The genome blogger Polako recently announced a
calculator effect (May 2012) affecting admixture estimates:
However, many people are getting skewed results, despite doing everything right. For instance, users from the UK often come out much more continental European than they should. Some of them actually believe that this is because they're genetically more Norman or Saxon than the average Brit. Nope, the real reason is what I call the "calculator effect". This is when the algorithm produces different results for people who are part of the original ADMIXTURE runs that set up the allele frequencies used by the calculators, than those who aren't, even though both sets of users are of exactly the same origin, and should expect basically identical results.
This, however, was
described by myself many months prior, in Novemeber 2011, following up on observations made during my first analysis of
Yunusbayev et al. Armenians in September 2011. It has been listed in the Technical Stuff at the bottom of this blog ever since.

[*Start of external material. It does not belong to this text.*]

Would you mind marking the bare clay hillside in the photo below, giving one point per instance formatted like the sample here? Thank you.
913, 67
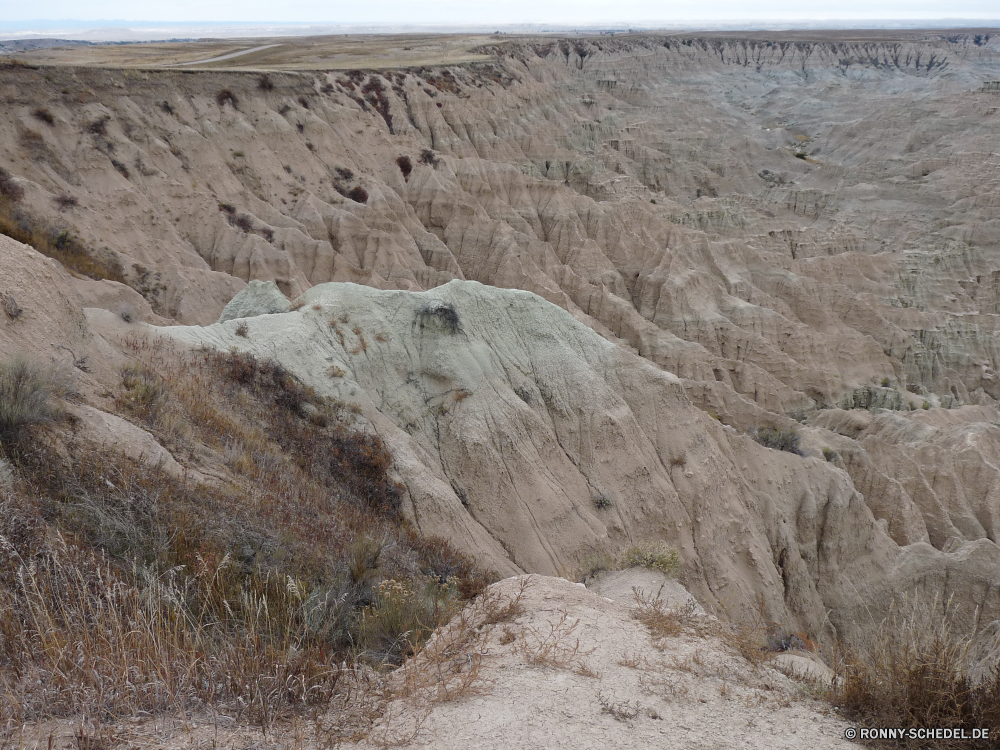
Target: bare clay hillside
740, 233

I had observed at the time that the newly available Yunusbayev et al. Armenian sample appeared more "European" using the Dodecad v3 calculator tool, which had been built using the Project Armenians (Armenian_D) as well as the Armenian sample of Behar et al.
I then explained why this was happening, and released new versions of the Dodecad tools, such as K12a, and K12b, and more recently
K10a as new scientific and project participant samples became available.
Polako also proposes a "solution" to the problem:
I actually designed my Eurogenes ancestry tests for Gedmatch with this problem in mind, by only using academic references to source the allele frequencies. This means that test results for Eurogenes project members and non-members are directly comparable. Perhaps other genome bloggers can eventually do the same?
The only effect of this "solution" is to ensure that there is a "calculator effect" for everyone using his tools. For example, if he uses only published Finns and Lithuanians to build his calculator, then every Finn and Lithuanian who takes his test will wonder why he is "different" from the published Finns and Lithuanians, because they will all suffer a "calculator effect" with respect to the reference populations. So, perhaps they will all be on equal footing with respect to each other, but their results will all be biased because of the issue I had identified.
Moreover, their results will never improve as more people join his Project, because these new people will not be included in newer versions of calculators: all users of DIY Eurogenes tools will continue to receive sub-par results. Well, small consolation, at least they'll all receive comparable sub-par results.
The solution to this problem was also described in my original post, and it's not an unimaginative quick fix of biasing everyone's results with respect to the reference populations:
What can we do to solve this problem? Sample, sample, sample. There is no shortcut. The gross details of the genetic landscape (such as the relationship between major continental groups) are easy to infer, but the details will always have room for improvement.
It is only by adequate sampling, that is by including more and more people, rather than excluding even the ones we have, that ever more accurate admixture estimators can be devised. As sample sizes grow (= more scientists publish their data, and more people join projects such as this one), allele frequencies of the different components will become ever more secure, and deviations of individuals who did not contribute to the inference of the genetic components will converge to zero.
I am already quite confident that inclusion biases amount to only a few percent for Dodecad Project tools and only for the closely related components (e.g., West Asian vs. North European); as mentioned in my original post, these biases are trivial for more distantly related components (e.g., European vs. East Asian).
And, the way to further reduce biases that do persist is to foster participation, rather than consign everyone to a sort of fossilized mediocrity, excluding whole populations of active direct-to-consumer customers (e.g., Norwegians, or Assyrians, or Iraqis, or Germans, or Koreans, or, ...) on the basis that no "academic reference" has made dense genotype data on them freely and publicly accessible.